Although the tale is classified as the more general type ATU 425, "The Search for the Lost Husband", the tale pertains to a cycle of stories found in Italy, Greece and Turkey: the heroine, refusing to marry any suitor chosen for her, decides to fashion her own husband out of materials, and prays to a deity for him to come alive.

== Variants ==
=== Italy ===
In Calvino's version, the heroine is a princess, not a merchant's daughter, the king gives her flour and sugar when she declares she will make her own husband if she wishes to marry, and she brings the hero, King Pepper, to life by singing a charm about how she had done various things for six months to make him. She is aided on the journey not by an old woman, but by three hermits, who give her nuts to crack; these produce other objects in gold, which she uses in the same manner.

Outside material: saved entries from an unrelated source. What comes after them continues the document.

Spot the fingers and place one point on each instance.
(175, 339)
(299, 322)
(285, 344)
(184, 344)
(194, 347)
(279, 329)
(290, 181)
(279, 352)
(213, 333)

Letterio Di Francia reported a variant from Abruzzi collected by Finamore with the title La favele de Niccasbarre ("The Tale of Niccasbarre"), wherein the artificial husband is created with flour and sugar. The human princess still has to search for her husband, and is gifted fruits on her way there: a chestnut, a walnut, an orange and a lemon.

Author Giuseppe Bonaviri published a tale titled L'innamorato di miele, translated as The Lover Made of Honey. In this tale, a widowed cobbler called Jacob has a daughter named Granata, who, one day, asks her father to buy her a hundredweight of sugar, honey and flour, for she will lock herself up for a year, a month and a day in order to make herself a lover. After the appointed time, she fashions a puppet she leaves in the sun to dry, then blows the breath of life into him, and he becomes a human prince. Some time later, a gypsy caravan passes by the city, and a gypsy woman sees the handsome puppet and admires its beauty, but she slips off. In her rage, she curses Granata that she will not find her lover after seven years and after wearing down seven pairs of iron shoes. Worried, Granata tells her father the gypsy woman's curse and commissions him the special shoes. She wanders through lands until she crosses the Dead Sea and meets three monks, to whom she tells the reason for her journey. The monks, in response, each give her a hazel nut, an almond and a walnut. She continues on until she reaches a large city, then cracks open the walnut, revealing a gold loom inside. She begins to announce she has a gold loom, and the local queen learns of this. Wanting to own the loom, the queen sends for Granata, who finds her lover Sion, made of sugar and honey, has been adopted by the queen, and trades the loom for a night with Sion. The queen, suspecting something, orders a lady-in-waiting named Mafalda to give an opium drink to Sion, so that he cannot react to Granata's pleas. The girl tries to wake him up on the first night, to no avail, then cracks open the almond (which reveals a golden spindle) and the hazel nut (which produces a shuttle of gold), trading their contents for two more nights with Sion. On the third night, Sion wakes up and recognizes his wife/creatress, choosing to go with her instead of staying with the queen.

=== America ===
Folklorist Ruth Ann Musick collected a variant from West Virginia from a man named Jon De Luca, in Fairmont, who learned from his mother, who learned from her mother. In this tale, titled The Dough Prince, a princess who cannot find any fitting suitor, decides to create her own lover: she mixes dough and shapes it like a human male, to whom she gives life with a kiss. As it happens in other tales, the prince is captured by a foreign queen, and his princess goes after him. She meets an old man who gives her three valuable stones and she trades them with the foreign queen for three nights with the prince.